Misha is bearish yet friendly, in the manner of a slightly absentminded professor. His introduction sounded a bit like the opening of an old-school role-playing game: “Imagine you’ve come to a tower.” It worked a bit like one, too. Again and again he sketched out the course of an exercise before gradually removing its guide rails. Our initial task was to wander around the room improvising “angry” sounds and motions – fine by me for several reasons, like how I’d woken up that morning to find my bathroom door nailed shut. At first Misha rang a bell to pause and restart our gesticulations, but his influence slowly faded until we were improvising moments of stasis by mass consensus too. Once he raised the instrument, froze, and lowered it with a stage scowl.
A string of “fighting forms,” formal outlines for free-flowing arguments, grew increasingly complex as we barked at each other. (“Everybody’s a genius improviser when they’re fighting.”) We paired off at random, one person “conducting” their partner’s sounds with motions that no professional would ever use. The experimentation culminated in an unorthodox orchestra. Everyone arranged themselves into a descending spiral (or an ascending one, depending on your vantage point); Misha sent various noises rippling through it, but on the way they were modulated in pitch, loudness and length until they became unrecognizable. I heard an unusually intense variation on those fake “forest soundscapes” dominated by hisses and shushes. I listened with eyes shut while participants strained to make the fastest and briefest sounds possible, as if they were demented beboppers. I balanced on a chair and joined the concentric choir in mutilating vowels, droning “I-I-I-I” and “U-U-U-U” like a skipping John Ashbery audiobook.
Was this avant-garde?
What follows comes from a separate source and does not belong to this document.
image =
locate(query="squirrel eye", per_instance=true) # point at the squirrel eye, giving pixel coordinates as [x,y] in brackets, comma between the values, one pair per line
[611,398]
It certainly felt uncomfortable at first, which is one way of answering “yes.” Compulsively slapping yourself or babbling wordless nonsense is what movie lunatics do. As the evening wound on, though, the universal humiliation had an ice-smashing effect. It was a mixed crowd, which fit the neighbourhood, and the bulk of that crowd was affable middle-aged people in sandals who looked like they might have signed up on a whim. Describing the event to our overseer, one lady said “you’re in both places at once,” simultaneously spectator and performer. I think that’s more radical than any of us realized at the time. The mercurial cacophony reminds me of what one character says about glossolalia in The Invisibles: “Everyone hears what they need to hear. The unconscious speaking directly to the unconscious. What kind of world might we make where such a language would be the common tongue?” But we never climbed very far up that tower and away from more practical matters. When I left an hour early, Misha was fielding ideas for a quieter “VOWEL” sign.